Two things changed for Rocky before the sudden release of his sophomore album, At.Long.Last.A$AP, this week. First, the MC’s friend A$AP Yams, an instrumental mentor on Rocky’s quick rise to stardom, died of a drug overdose. Yams’ legacy of sonic open-mindedness is everywhere on A.L.L.A., which brings us to the second change in Rocky’s life, one related to taste: The MC has been telling anyone who asks that he’s now obsessed with old rock, and into LSD, the drug of old rockers. He praised T. Rex, the Kinks and the Stooges in a Billboard interview, released a single, “Everyday,” that drew on an early ‘70s Rod Stewart song, and recently claimed he had three drug-fueled orgies at SXSW.

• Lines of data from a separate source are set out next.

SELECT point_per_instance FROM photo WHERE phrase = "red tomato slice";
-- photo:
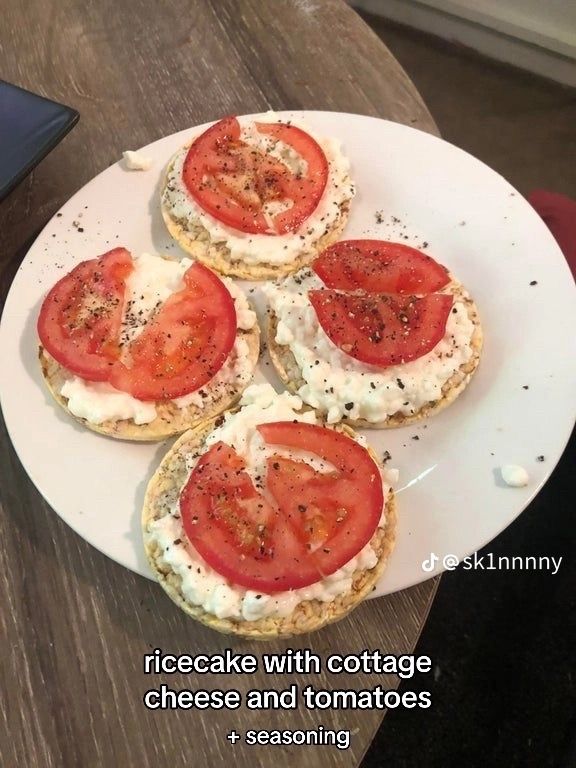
(377, 266)
(382, 330)
(318, 523)
(233, 181)
(184, 345)
(80, 318)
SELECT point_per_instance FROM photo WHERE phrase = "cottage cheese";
(136, 161)
(203, 586)
(337, 384)
(262, 248)
(151, 282)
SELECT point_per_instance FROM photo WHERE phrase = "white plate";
(450, 497)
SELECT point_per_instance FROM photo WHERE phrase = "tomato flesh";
(80, 318)
(382, 330)
(234, 181)
(380, 306)
(307, 526)
(378, 266)
(180, 349)
(184, 345)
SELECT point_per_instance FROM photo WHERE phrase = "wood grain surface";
(74, 625)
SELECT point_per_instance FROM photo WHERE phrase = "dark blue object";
(30, 127)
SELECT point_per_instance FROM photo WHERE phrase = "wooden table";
(74, 624)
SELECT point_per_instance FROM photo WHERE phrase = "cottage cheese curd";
(136, 161)
(150, 283)
(260, 248)
(337, 384)
(203, 586)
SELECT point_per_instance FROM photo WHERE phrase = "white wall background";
(538, 35)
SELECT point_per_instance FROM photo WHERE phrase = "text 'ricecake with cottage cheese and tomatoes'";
(266, 523)
(257, 197)
(141, 348)
(375, 333)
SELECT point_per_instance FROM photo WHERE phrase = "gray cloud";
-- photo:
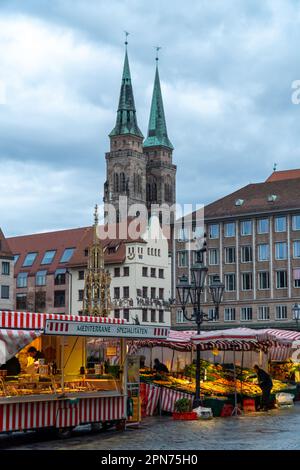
(226, 71)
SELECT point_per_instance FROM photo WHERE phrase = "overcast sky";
(226, 69)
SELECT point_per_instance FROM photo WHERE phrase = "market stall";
(59, 390)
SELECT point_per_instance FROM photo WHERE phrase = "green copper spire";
(126, 115)
(157, 129)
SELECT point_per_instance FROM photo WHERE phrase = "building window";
(67, 255)
(264, 280)
(4, 292)
(281, 312)
(296, 222)
(230, 284)
(48, 257)
(41, 278)
(145, 271)
(214, 231)
(246, 313)
(80, 295)
(59, 298)
(280, 224)
(182, 259)
(213, 256)
(229, 229)
(145, 315)
(126, 314)
(246, 281)
(229, 314)
(161, 318)
(263, 313)
(281, 279)
(230, 255)
(5, 268)
(280, 250)
(29, 259)
(212, 316)
(22, 280)
(40, 301)
(21, 302)
(246, 227)
(263, 252)
(153, 316)
(263, 226)
(145, 292)
(246, 254)
(296, 249)
(180, 317)
(60, 277)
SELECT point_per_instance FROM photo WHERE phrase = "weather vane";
(157, 51)
(126, 36)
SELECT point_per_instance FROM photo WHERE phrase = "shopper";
(160, 367)
(266, 384)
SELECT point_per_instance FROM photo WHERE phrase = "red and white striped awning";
(12, 341)
(37, 321)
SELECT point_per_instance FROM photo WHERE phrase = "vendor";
(12, 366)
(159, 366)
(35, 354)
(266, 384)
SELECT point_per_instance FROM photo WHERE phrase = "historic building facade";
(6, 275)
(253, 245)
(143, 171)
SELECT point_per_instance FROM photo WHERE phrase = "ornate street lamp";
(191, 294)
(296, 312)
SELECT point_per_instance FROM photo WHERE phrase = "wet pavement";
(274, 430)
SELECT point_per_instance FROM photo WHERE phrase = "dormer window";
(239, 202)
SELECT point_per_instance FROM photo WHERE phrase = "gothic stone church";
(140, 169)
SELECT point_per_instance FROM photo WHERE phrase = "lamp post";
(190, 294)
(296, 312)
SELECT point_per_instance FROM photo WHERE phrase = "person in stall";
(160, 367)
(12, 366)
(266, 385)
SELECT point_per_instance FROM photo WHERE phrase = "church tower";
(125, 162)
(161, 172)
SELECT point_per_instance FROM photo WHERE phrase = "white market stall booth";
(59, 391)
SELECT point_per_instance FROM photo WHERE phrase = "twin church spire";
(126, 122)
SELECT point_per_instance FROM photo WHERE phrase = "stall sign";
(69, 328)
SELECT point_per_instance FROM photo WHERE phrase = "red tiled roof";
(79, 238)
(4, 247)
(283, 175)
(255, 197)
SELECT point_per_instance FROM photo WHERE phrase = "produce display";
(216, 380)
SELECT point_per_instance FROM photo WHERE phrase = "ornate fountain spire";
(96, 299)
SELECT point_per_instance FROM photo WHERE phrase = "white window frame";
(243, 224)
(227, 224)
(277, 245)
(231, 311)
(260, 232)
(265, 309)
(275, 224)
(281, 309)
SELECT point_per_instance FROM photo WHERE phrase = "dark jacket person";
(266, 384)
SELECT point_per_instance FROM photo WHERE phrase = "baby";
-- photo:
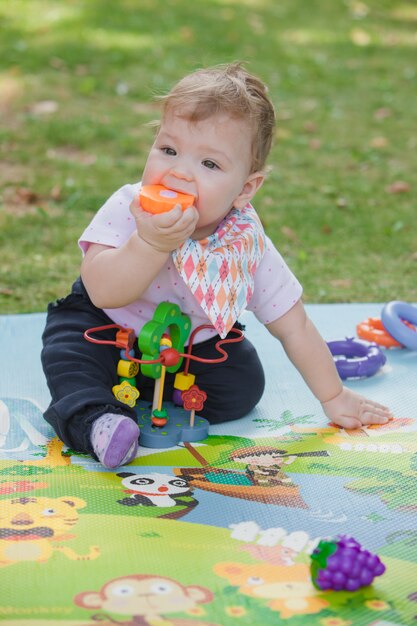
(212, 259)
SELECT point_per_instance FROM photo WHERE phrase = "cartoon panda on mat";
(160, 490)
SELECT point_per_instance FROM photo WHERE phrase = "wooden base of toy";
(177, 428)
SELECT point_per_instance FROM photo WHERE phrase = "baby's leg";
(80, 377)
(233, 387)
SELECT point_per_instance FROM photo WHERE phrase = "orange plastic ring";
(373, 329)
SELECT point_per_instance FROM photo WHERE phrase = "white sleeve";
(113, 224)
(276, 288)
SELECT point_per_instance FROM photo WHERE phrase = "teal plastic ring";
(392, 315)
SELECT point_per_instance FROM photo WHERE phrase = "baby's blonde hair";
(231, 90)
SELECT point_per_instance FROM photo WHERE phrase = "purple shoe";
(115, 439)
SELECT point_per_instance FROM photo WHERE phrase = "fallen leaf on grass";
(314, 144)
(378, 142)
(289, 233)
(45, 107)
(399, 186)
(341, 282)
(382, 113)
(26, 196)
(360, 37)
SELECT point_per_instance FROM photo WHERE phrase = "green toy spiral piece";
(167, 316)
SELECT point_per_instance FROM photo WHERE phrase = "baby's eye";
(210, 164)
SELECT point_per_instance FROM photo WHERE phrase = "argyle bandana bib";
(220, 269)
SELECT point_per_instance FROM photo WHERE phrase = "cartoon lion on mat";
(30, 525)
(288, 588)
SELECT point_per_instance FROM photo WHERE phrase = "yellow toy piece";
(127, 369)
(183, 381)
(126, 393)
(159, 199)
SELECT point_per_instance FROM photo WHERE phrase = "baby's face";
(210, 159)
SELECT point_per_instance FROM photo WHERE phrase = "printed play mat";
(213, 532)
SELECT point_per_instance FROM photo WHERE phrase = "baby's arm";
(115, 277)
(311, 356)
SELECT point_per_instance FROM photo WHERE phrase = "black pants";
(80, 374)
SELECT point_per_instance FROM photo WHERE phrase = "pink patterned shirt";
(276, 288)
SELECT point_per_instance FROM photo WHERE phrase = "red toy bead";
(170, 357)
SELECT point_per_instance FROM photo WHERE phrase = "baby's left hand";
(351, 410)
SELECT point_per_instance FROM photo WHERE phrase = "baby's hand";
(351, 410)
(166, 231)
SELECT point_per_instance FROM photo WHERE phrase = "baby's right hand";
(166, 231)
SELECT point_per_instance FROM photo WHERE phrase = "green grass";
(77, 81)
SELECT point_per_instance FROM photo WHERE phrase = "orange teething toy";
(159, 199)
(373, 329)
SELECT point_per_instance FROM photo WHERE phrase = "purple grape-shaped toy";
(342, 564)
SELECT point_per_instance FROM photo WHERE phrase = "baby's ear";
(253, 183)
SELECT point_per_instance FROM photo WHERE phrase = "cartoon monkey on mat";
(146, 599)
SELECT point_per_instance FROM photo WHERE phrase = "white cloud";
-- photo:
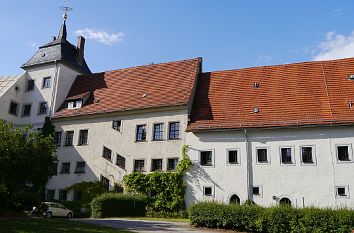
(101, 36)
(335, 46)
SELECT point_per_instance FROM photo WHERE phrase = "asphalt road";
(144, 226)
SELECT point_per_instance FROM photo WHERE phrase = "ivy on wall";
(165, 189)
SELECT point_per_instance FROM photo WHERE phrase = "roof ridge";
(279, 65)
(155, 64)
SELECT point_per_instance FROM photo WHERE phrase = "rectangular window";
(83, 137)
(80, 167)
(256, 190)
(65, 168)
(26, 110)
(172, 164)
(139, 165)
(206, 158)
(286, 157)
(63, 194)
(343, 153)
(30, 85)
(173, 132)
(13, 108)
(208, 191)
(262, 156)
(43, 108)
(57, 138)
(306, 154)
(50, 194)
(105, 182)
(156, 165)
(69, 137)
(232, 157)
(116, 125)
(120, 161)
(158, 132)
(55, 169)
(46, 82)
(77, 195)
(140, 133)
(107, 153)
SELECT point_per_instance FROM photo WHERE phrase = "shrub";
(118, 205)
(276, 219)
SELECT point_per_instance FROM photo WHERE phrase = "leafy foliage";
(25, 165)
(273, 220)
(118, 205)
(165, 189)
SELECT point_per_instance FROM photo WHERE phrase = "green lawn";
(52, 225)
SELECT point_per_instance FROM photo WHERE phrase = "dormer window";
(72, 104)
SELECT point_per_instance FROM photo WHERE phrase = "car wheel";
(49, 214)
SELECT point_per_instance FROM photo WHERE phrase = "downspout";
(55, 89)
(248, 167)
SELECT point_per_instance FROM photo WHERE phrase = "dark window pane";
(173, 130)
(140, 133)
(306, 154)
(262, 155)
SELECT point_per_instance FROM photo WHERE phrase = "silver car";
(57, 210)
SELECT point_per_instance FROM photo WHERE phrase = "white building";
(267, 134)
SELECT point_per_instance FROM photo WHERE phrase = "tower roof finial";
(62, 32)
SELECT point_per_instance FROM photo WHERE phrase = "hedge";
(276, 219)
(118, 205)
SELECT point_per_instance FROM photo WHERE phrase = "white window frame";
(260, 191)
(238, 157)
(293, 162)
(268, 155)
(350, 151)
(314, 157)
(346, 187)
(212, 158)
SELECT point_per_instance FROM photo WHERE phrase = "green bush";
(276, 219)
(118, 205)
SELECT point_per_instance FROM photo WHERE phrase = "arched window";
(285, 201)
(234, 199)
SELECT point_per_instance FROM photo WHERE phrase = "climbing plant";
(164, 189)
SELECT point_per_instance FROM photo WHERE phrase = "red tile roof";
(300, 94)
(141, 87)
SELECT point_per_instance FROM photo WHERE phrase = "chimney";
(80, 49)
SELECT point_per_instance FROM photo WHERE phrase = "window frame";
(87, 138)
(44, 82)
(314, 159)
(66, 138)
(17, 108)
(293, 162)
(212, 158)
(268, 155)
(238, 163)
(162, 131)
(152, 162)
(137, 133)
(346, 189)
(350, 153)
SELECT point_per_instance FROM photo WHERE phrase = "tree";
(26, 163)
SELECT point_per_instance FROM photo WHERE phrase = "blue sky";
(227, 34)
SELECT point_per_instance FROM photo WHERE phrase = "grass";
(160, 219)
(34, 225)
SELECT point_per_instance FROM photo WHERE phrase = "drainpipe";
(248, 167)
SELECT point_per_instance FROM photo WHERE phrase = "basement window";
(72, 104)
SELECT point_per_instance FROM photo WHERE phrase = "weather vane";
(66, 9)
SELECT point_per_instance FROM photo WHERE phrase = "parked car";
(57, 210)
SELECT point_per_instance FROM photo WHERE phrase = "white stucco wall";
(303, 184)
(100, 133)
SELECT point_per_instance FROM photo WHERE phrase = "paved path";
(144, 226)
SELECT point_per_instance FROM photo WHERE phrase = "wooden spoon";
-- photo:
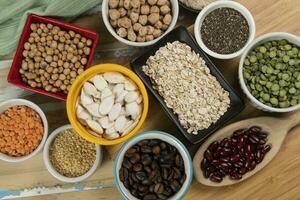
(277, 129)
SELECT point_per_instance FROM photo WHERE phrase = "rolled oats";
(184, 81)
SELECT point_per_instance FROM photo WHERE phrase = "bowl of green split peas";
(269, 72)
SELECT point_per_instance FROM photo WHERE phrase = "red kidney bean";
(255, 129)
(236, 155)
(208, 155)
(213, 146)
(235, 158)
(224, 141)
(204, 164)
(225, 159)
(254, 139)
(238, 132)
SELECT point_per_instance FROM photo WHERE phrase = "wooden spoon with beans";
(277, 129)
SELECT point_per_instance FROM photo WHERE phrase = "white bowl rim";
(36, 108)
(175, 13)
(253, 44)
(155, 134)
(222, 3)
(52, 170)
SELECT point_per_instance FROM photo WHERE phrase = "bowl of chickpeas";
(139, 22)
(50, 55)
(23, 130)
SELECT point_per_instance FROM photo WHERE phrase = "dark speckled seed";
(225, 30)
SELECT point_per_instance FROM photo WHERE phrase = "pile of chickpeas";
(140, 20)
(53, 58)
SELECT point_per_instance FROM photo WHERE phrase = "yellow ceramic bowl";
(75, 91)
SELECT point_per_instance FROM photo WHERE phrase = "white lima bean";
(110, 105)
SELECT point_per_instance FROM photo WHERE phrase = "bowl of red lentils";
(23, 130)
(69, 157)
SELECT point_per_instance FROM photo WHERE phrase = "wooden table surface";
(279, 180)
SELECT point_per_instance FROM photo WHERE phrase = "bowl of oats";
(189, 87)
(70, 158)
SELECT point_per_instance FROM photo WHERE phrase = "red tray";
(14, 76)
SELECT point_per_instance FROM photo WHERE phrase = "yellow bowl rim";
(74, 92)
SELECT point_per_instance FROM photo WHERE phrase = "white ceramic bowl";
(105, 17)
(260, 40)
(220, 4)
(22, 102)
(164, 137)
(53, 171)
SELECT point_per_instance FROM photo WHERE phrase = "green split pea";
(272, 73)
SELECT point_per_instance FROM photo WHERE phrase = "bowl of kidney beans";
(236, 155)
(153, 165)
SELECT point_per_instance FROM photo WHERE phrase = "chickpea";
(55, 58)
(143, 19)
(122, 32)
(76, 65)
(83, 61)
(114, 14)
(60, 70)
(122, 12)
(63, 87)
(55, 71)
(79, 71)
(33, 27)
(54, 77)
(145, 9)
(135, 3)
(67, 71)
(167, 19)
(153, 18)
(134, 17)
(80, 45)
(143, 31)
(140, 38)
(137, 26)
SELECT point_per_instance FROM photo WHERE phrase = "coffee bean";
(142, 188)
(130, 151)
(137, 167)
(146, 159)
(126, 163)
(153, 169)
(156, 149)
(146, 149)
(150, 197)
(216, 178)
(141, 175)
(146, 182)
(147, 169)
(162, 197)
(135, 158)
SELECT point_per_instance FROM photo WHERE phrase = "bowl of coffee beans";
(269, 72)
(223, 29)
(153, 165)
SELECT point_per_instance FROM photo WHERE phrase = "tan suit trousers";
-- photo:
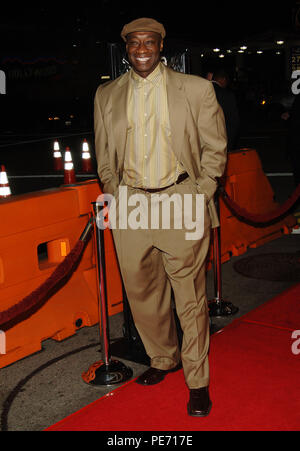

It turns out the ‘60s influences on A.L.L.A are overstated. There’s one exception, “L$D,” which finds Rocky singing in a drugged-out croon over plangent guitars and high backing vocals. When he’s 40, he should record an entire album of these songs to escape aging-rapper syndrome. For now, he should leave them alone. Some of A.L.L.A. is built to sound as if it were sampled from old records, but that’s not such a novel approach: NYC rap was built on a sturdy foundation of obscure samples from all sources.

What’s important isn’t Rocky’s love of T. Rex, it’s that he doesn’t sound much like anybody else. (Well, maybe he does in one regard: like recent albums from Drake and Kendrick Lamar, this one could use an editor.)  Rocky doesn’t fit with the DJ Mustard-dominated West Coast rap scene, and he’s definitely not a disciple of the Atlanta or Toronto schools either. Singularity was his strength the first time around -- remember, he collaborated with Skrillex before it was cool -- and he’s refined it. There are more guests, but the sound is more focused, consistently tough and pretty. Big name producers like Mark Ronson and Kanye West pop up on a few songs; these guys are mostly window-dressing. This is Rocky's album.

With A.L.L.A., he now has a slew of songs that match his distinctive style. Take “Canal St.,” which appears early on the album and shows a masterful approach to minimalism: the melody is barely a couple notes; the drums drop out for long portions of the song; every element is visceral and carefully considered. “Changed the game and made ‘em say ‘oh,’” Rocky raps, but the “oh” arrives pitch-shifted, cleverly reminding listeners of his favorite studio effect instead of bludgeoning them over the head with it like he used to. There’s also a good, old-fashioned burst of hubris to help assert his own place in New York rap’s legacy: “F--- Biggie, I’m gorgeous / Your favorite rapper’s bodies couldn’t measure my importance.”

“Lord Pretty Flacko Jodye 2” is the sonic embodiment of those rapping bodies: the synth line that drives this song slices through the air with the menace of a horror movie soundtrack. Rocky circles this riff warily, like a boxer waiting for his opponent to drop his guard. Again, the percussion is artful: at the moment, rap is dominated by the quick flurries of hi-hats that trickled down from southern hip-hop, but the drums here hold back, picking their moments and building suspense.

The most daring track on A.L.L.A. is “Excuse Me.” Rocky tries to persuade you that it’s business as usual here -- “Flacko, where you been? I've been thuggin.'” Don’t be fooled. There’s a repeating, shimmery string sample that keeps building, as if the song is about to explode into post-Hudson-Mohawke soul rap, but it doesn’t. Instead, Rocky puts together a pop-rap ballad. “Ain’t got time to make excuses bro,” he sings convincingly on the chorus. “We steady makin’ moves.”

This time, though, no excuses are necessary.